Originally Posted by princeton
it ought to be impossible to criticize a team for getting so much production out of a player who, in A ball, seemed destined to go through waivers numerous times through the first 7-8 years of his career.
when you develop such a raw talent in such a short span of time, congratulations are in order, not criticism.
Find something that's actually wrong to grouse about. It isn't like it's so hard to find things that did go wrong.
Pena hit 26 home runs in Dayton in 2001 and slugged .485 there as a 19-year-old. So far in his big league career, he's slugged .477. For that, congratulations are in order since he didn't wind up being a bust with zero big league production.

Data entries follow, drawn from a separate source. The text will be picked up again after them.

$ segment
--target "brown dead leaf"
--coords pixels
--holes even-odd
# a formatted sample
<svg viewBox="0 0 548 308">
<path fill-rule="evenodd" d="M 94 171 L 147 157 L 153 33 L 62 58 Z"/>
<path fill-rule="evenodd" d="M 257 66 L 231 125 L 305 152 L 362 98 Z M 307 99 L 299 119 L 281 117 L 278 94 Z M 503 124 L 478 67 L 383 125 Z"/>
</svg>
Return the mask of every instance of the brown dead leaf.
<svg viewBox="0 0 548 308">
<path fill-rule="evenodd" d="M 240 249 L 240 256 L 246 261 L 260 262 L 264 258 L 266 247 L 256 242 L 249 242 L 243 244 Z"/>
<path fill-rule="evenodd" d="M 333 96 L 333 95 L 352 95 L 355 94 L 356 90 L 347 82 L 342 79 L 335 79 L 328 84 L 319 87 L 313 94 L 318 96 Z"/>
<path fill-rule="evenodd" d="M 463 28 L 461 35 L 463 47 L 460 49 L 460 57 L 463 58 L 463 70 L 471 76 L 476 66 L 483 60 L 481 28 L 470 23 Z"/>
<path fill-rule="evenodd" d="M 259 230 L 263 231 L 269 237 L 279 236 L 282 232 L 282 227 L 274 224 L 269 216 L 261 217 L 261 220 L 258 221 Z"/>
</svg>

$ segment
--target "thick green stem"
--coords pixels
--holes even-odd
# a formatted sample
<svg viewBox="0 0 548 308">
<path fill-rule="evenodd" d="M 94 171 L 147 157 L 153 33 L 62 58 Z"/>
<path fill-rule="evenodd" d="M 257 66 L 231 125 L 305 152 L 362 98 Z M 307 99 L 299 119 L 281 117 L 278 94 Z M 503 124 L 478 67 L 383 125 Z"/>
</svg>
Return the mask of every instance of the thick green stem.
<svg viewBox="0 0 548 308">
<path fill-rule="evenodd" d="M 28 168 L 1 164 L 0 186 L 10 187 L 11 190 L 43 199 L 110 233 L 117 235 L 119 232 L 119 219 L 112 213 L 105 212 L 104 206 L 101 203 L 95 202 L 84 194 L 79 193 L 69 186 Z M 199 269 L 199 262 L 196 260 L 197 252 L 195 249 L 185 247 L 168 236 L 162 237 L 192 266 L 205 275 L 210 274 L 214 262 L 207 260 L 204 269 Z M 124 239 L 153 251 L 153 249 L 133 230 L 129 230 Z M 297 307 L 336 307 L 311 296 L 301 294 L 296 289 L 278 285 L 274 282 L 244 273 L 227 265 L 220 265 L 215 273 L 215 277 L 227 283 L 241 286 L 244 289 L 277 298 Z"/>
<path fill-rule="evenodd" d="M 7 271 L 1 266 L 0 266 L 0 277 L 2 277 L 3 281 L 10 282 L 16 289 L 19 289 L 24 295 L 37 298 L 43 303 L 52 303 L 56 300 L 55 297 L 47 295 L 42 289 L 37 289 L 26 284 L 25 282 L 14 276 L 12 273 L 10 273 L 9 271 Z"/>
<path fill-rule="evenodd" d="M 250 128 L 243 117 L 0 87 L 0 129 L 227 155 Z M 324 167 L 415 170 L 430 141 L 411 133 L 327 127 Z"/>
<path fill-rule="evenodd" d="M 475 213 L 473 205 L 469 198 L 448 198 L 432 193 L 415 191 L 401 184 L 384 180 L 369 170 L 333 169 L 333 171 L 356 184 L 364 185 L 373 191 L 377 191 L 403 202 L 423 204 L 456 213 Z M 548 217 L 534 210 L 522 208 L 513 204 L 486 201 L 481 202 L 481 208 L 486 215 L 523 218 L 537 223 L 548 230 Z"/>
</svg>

But there's still plenty to grouse about that has a bearing on the entire Wily Mo Pena saga with the Reds, namely not
trading Sean Casey after 2004 when Casey's stock was as high as it'll ever be other than 1999. I'm betting we get a better pitcher than Williams had that happened. I'm also betting we'd have a much firmer grasp on Wily Mo Pena had he played every day in 2005, including higher trade value on March 20th, 2006. Instead, Casey hangs around and is one more player in Pena's way for a regular job.
One failed inaction of moving Casey after 2004 not only damaged Casey's value, but put a cap on Pena's value. We need to create a situation where when we trade players, we trade them at their peak value. We haven't been doing that, and today's trade is just another example.